= Mark Jeffreys, 2nd Baron Jeffreys =

British politician (1932-1986)

Mark George Christopher Jeffreys, 2nd Baron Jeffreys (2 February 1932 – 13 February 1986) was a British peer, a member of the House of Lords from 1960 until his death.

The only son of Captain Christopher John Darell Jeffreys (1907–1940), of the Grenadier Guards, who was killed in action during the Second World War, and his wife Lady Rosemary Beatrice Agar, a younger daughter of Sidney James Agar, 4th Earl of Normanton, he was educated at Eton College and the Royal Military Academy Sandhurst, then was commissioned into the Grenadier Guards, rising to the rank of major. In 1960, he succeeded to the peerage of Baron Jeffreys on the death of his grandfather. He was a member of White's.

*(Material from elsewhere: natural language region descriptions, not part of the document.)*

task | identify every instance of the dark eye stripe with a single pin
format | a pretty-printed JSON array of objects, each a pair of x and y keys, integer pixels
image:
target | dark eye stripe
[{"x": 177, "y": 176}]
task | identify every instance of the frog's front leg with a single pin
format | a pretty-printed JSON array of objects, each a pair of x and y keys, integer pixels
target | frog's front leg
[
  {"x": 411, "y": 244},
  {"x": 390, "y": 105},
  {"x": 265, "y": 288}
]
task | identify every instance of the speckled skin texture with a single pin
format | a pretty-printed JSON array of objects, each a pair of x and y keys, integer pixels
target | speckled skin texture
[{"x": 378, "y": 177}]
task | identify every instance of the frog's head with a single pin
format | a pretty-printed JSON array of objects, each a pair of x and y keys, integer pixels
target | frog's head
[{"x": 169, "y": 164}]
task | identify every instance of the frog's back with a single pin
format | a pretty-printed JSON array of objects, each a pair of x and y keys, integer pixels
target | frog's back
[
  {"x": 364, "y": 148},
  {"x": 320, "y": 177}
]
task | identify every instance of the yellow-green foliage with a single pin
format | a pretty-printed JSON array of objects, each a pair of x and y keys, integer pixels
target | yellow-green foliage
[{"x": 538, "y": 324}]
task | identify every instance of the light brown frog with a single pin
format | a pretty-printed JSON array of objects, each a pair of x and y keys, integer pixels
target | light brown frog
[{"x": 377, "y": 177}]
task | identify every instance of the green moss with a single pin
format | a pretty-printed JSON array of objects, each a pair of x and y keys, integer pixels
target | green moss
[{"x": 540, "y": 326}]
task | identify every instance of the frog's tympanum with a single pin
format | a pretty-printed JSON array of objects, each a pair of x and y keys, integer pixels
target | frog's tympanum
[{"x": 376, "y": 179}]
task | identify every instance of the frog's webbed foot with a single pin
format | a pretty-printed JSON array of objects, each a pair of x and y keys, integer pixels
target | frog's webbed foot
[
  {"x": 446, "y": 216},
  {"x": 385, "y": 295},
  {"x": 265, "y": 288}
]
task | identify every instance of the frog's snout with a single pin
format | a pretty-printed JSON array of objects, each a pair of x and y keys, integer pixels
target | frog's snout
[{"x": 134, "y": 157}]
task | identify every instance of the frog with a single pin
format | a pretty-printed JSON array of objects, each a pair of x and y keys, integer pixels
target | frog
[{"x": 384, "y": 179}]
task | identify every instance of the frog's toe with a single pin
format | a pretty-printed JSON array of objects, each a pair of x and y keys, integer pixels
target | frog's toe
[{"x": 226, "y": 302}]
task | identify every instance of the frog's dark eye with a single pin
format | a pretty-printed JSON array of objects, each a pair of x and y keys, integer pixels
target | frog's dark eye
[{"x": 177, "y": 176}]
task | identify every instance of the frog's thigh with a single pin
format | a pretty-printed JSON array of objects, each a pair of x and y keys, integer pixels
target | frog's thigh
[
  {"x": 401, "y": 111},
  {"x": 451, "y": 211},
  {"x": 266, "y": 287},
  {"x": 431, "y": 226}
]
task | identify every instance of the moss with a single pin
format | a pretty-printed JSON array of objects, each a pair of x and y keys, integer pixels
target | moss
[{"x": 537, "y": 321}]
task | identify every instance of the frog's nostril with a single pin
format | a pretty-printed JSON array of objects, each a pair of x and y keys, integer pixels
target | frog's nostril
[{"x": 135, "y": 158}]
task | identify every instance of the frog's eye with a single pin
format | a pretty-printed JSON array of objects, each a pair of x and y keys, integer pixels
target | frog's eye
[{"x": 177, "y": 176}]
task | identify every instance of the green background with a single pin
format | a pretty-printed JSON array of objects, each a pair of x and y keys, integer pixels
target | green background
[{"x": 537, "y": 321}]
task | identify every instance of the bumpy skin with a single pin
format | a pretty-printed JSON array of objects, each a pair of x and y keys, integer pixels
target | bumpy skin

In 1956, Jeffreys married firstly Sarah Annabelle Mary, only daughter of Major Henry Claude Lyon Garnett, and they had two sons (Christopher Henry Mark, 1957, and Alexander Charles Darell, 1959) and two daughters (Laura, 1961, and Rose Amanda, 1962), before divorcing in 1967; secondly, that year, Anne Louise, daughter of Sir Shirley Worthington-Evans, 2nd Baronet, and they had one daughter, Sophie Louise, born in 1972; thirdly, in 1981, Suzanne, daughter of James Stead.

Jeffreys died on 13 February 1986, aged 54.

In 1996, his daughter Sophie married the philosopher Roger Scruton.